A few months later, as the Guild’s new Master, I set up the first of a series of Guild symposia about the big concerns of Ruskin’s work seen in relation to modern life. Unsurprisingly, our first topic was economics and our venue the Art Workers’ Guild. Frank agreed to set the tone for our discussions with a brief introductory address.

It was suggested, soon afterwards, that the Guild might publish the symposium papers as a Guild booklet, and I asked Frank if he could write up his introductory talk as a foreword to the collection. He delivered with exemplary promptness, but, alas, the plan to publish fell by the wayside and his foreword was never used. In tribute to him, therefore, we publish it here fourteen years late. 

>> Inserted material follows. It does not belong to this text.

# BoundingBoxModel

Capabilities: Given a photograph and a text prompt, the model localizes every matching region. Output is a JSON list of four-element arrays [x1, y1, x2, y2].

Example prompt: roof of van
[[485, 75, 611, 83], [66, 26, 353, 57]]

In 2010 Frank joined the Guild and, though he never took part in our activities, he was proud to be a Companion, every year making a generous donation. Many of us were likewise proud of having him among us.

Clive Wilmer, 2024



John Ruskin and the Modern World: Can there be an Ethical Economy?

Foreword

In early February I went in low spirits to the seminar John Ruskin and the Modern World and left with a renewed sense of political hope.  The reason for this transformation is to be found in the papers which were given after my introduction.

The morning’s proceedings began with my commiserating with the large seminar that we lived in an age witnessing the true success of Thatcherism.  There was now no political party of any substance who argued, let alone believed, that there was an alternative to the rampant capitalism that dominates practically the whole of the globe.

Up to Mrs T’s remarkable success we had a Labour Party whose leaderships’ minds had been crafted to some degree by Britain’s home-grown ethical socialism.  This tradition held out the possibility of a New Jerusalem one day being established in Britain’s green and pleasant land.  The roots of that ethical socialism dug deep over four centuries of radical politics and had, towards the end of that period, been much influenced by the prophecy of John Ruskin.  

At the first ever meeting of the Parliamentary Labour Party almost every Member, when asked what were the determining influences on their thinking, answered ‘the works of Ruskin’.  Clement Attlee, Labour’s Prime Minister in the immediate post war period, recorded that Ruskin was the door through which he entered into the ethical socialism that so beautified his life (Frank Field, Attlee’s Great Contempories, Continuum, 2009).

I cannot help thinking that Ruskin would have had even greater influence if only he had chosen titles for his books that were intelligible to a reader like myself.  Even so, here in this publication, we again have our spirits raised by Ruskin’s work, and particularly Unto This Last.  Amongst all his works – 39 volumes when collected into a uniform edition – here was the book, according to Kenneth Clark, that ‘is one of the great prophetic books of the nineteenth century’.

Kenneth Clark continues:

'It pierces through the smoke-screen of classical economics, and reveals true human reality.  It does so in a language of an apparent simplicity, but an attentive reader will recognise the style of a great virtuoso holding his passion and eloquence under control and concealing his skill with a show of innocence.'  (Kenneth Clark, Ruskin Today, Penguin Books, 1964)

So, good reader, read on and hopefully your spirits will be raised as mine were that Saturday morning not so long ago.  And then I hope these two instructive essays will lead you to a good modern edition of Unto This Last.

Well done, and thank you, Mr Ruskin.